Based on the understanding that producing stretching and folding is a key factor to accelerating the mixing of two or more substances, or to facilitating the movement of particles of a substance within a chamber, the question of how best to achieve stretching and folding by advection is often critical to the design of numerous mixing systems. In the field of microfluidic devices, numerous techniques have been developed for achieving more efficient mixing by means of advection. For example, microfluidic devices are known which utilise air-driven bladders, or which provide means for enabling the boundaries of a mixing chamber to be move, for example by means of rotation of the hybridization chamber, by cavitation microstreaming, or by the use of magnetic stirring bars.

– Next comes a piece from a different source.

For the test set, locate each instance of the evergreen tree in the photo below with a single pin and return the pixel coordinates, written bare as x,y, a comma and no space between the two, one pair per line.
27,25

However, advection, i.e. inducing motion of the fluid, is often not sufficient to result in efficient mixing. In recent years it has been established that so-called chaotic advection provides a mechanism for enhancing the movement of particles within a domain and therefore for improving the mixing properties of a system, particularly microscale systems where turbulent fluid motion is not possible.
Mixer designs which utilise chaotic advection to increase the efficiency of the mixing process have been previously proposed in the context of DNA microarrays. These mixers comprise a fluid chamber, fluid supply means operable to allow fluid to be supplied to the chamber and fluid removal means operable to allow fluid to be removed from the chamber. Such designs, which involve cyclic removal and reinjection of the hybridization fluid, have been shown to generate a flow pattern which leads to efficient mixing.
The process of removal from, and reinjection to, a chamber of particles of a substance can be modelled as a “source-sink” pair. As shown in FIG. 1A, particles are shown to travel from the fluid supply means or “source” (+), to the fluid removal means, or “sink” (−), on a path called a “streamline” (S). The flow pattern arising from activation of a source-sink pair can be represented by a plurality of streamlines, wherein the most direct streamline (S_d) from a point source to a point sink generally represents the motion of particles travelling from source to sink with the greatest velocity, whilst particles which travel along one of the curved streamlines on either side of this shortest path travel more slowly. The positions that particles reach in a given time after a source-sink pair is activated defines a fluid front which will exhibit a peak along the streamline representing particles travelling with the greatest velocity. The derivative of the twist function generated by a source-sink pair therefore exhibits a turning point, or change in sign, along the peak in the fluid front. Hence, we can see that the twist function or “shear” breaks down along the fastest streamline between a source and the corresponding sink. Using the model of source-sink pairs, the streamlines generated by the removal and supply of a substance to a chamber can be computed analytically in order that the geometry of the flow pattern can be visualised and considered. The mathematical detail demonstrating how streamlines may be computed is given in the “theoretical analysis” section at the end of the description.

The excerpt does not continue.